Top of the Pops
- Editor: Peter Hart
- Categories: Music magazine
- Frequency: monthly
- Total circulation: 36,485 (2022)
- First issue: February 1995; 31 years ago
- Company: Immediate Media Company
- Country: United Kingdom
- Based in: London, England
- Language: English
- Website: www.totpmag.com

= Top of the Pops (magazine) =

British magazine

Top of the Pops magazine was a British monthly publication published by Immediate Media Company. It featured star gossip, fashion and beauty advice, quizzes and posters. It started as a supplementary magazine for the BBC television programme Top of the Pops, which stopped producing weekly shows in 2006. The magazine and TV show diverged and developed distinctive identities.

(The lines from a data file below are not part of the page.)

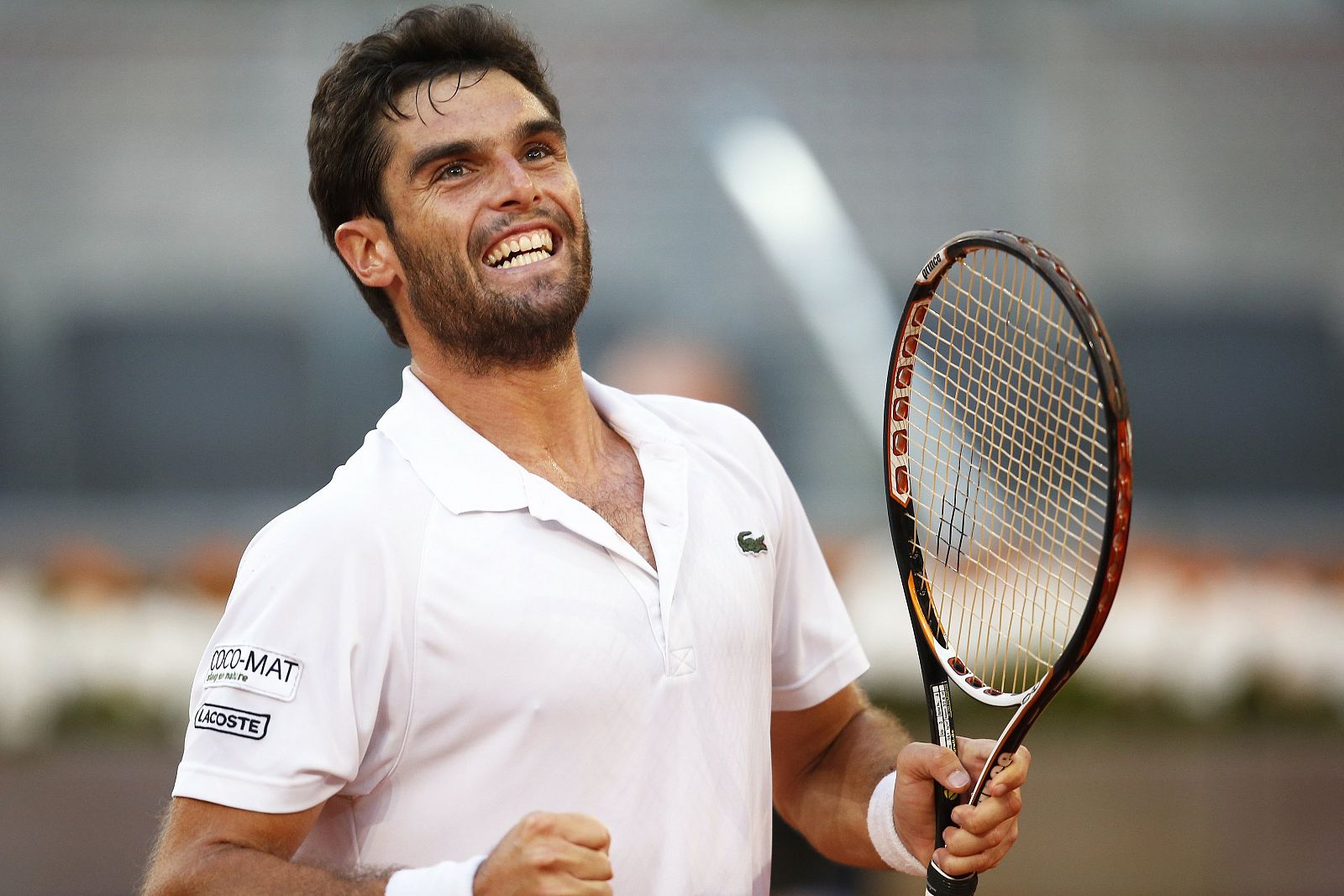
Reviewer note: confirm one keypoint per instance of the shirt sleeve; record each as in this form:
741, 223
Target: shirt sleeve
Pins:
815, 649
291, 698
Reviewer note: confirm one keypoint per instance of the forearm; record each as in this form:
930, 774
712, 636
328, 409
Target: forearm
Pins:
828, 799
228, 869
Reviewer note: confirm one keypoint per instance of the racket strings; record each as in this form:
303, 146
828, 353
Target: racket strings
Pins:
1011, 450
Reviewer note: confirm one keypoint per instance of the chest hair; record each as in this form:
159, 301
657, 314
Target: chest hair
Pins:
618, 499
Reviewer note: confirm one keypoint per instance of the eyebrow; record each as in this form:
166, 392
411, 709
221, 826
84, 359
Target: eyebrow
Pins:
524, 130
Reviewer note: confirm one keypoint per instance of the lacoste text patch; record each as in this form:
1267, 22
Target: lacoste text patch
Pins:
228, 720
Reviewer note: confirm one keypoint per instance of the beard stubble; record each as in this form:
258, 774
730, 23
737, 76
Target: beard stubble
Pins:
488, 329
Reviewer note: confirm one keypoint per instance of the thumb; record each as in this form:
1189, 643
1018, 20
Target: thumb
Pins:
920, 762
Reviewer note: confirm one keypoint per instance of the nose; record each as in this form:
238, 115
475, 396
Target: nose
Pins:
514, 188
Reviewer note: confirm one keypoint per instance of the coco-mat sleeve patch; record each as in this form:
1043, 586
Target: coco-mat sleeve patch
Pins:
265, 672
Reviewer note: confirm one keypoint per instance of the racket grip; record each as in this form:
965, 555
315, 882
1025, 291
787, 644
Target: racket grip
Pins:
940, 884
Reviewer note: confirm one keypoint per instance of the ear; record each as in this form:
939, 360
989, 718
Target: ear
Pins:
365, 246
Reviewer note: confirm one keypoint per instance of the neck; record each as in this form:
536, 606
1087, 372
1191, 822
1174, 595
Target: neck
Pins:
539, 417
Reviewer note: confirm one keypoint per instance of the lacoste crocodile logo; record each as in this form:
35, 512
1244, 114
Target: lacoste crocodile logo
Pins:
749, 544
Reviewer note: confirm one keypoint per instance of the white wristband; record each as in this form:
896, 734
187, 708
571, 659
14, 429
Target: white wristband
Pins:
444, 879
882, 828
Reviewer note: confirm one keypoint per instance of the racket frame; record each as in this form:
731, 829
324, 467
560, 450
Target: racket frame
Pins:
938, 663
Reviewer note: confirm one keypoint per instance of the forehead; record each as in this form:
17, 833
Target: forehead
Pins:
476, 107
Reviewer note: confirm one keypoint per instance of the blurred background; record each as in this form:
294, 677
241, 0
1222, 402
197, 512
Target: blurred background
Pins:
181, 359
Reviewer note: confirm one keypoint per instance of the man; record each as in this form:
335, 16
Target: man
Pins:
537, 636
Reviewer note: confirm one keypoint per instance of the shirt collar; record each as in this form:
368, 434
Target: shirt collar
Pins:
468, 473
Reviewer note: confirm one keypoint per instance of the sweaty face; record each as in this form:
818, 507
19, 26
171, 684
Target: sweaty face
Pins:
490, 226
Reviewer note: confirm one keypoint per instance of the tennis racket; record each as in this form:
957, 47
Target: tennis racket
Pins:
1008, 485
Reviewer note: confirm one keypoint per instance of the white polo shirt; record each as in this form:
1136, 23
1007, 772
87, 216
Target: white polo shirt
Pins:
438, 642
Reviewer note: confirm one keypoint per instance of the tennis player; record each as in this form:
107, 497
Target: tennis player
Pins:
537, 636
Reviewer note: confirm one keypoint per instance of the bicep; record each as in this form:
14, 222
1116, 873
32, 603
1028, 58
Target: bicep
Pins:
195, 829
800, 738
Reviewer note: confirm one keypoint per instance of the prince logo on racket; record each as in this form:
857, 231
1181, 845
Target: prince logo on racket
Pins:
534, 656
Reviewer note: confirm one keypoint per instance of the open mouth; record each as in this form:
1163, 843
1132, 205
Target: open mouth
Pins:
521, 249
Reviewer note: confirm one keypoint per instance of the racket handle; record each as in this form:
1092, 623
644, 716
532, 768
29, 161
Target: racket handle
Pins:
940, 884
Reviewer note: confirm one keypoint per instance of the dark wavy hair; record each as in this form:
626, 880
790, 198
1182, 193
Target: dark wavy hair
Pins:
347, 136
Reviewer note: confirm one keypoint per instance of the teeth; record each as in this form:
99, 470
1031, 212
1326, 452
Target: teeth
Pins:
526, 259
534, 246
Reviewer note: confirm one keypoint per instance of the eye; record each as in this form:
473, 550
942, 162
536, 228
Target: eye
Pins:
537, 152
450, 170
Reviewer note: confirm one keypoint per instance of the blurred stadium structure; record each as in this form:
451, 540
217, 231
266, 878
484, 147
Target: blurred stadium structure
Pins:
181, 358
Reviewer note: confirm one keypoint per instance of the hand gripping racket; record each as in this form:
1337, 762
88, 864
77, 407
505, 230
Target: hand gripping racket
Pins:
1008, 485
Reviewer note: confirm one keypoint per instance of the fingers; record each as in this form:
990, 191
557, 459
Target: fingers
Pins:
925, 762
561, 853
965, 852
1008, 772
985, 832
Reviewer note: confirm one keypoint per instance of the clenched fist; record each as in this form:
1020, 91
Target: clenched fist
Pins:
557, 855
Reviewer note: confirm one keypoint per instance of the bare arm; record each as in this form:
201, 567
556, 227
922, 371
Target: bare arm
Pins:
830, 758
217, 851
214, 851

The magazine was launched in February 1995 and is famous for giving girl group The Spice Girls their nicknames. Alongside a revamp of the TV show, it was originally marketed as the missing link between Smash Hits and NME, but its format was gradually changed, with less music content and a demographic shift to young girls.

The title had several editors over the years, including Peter Loraine, Corinna Shaffer, Rosalie Snaith and Peter Hart. Contributing editors included Adam Tanswell.

It was reported that Immediate Media would be closing the magazine in October 2022. However, as of July 2026, subscriptions to the monthly magazine are still available.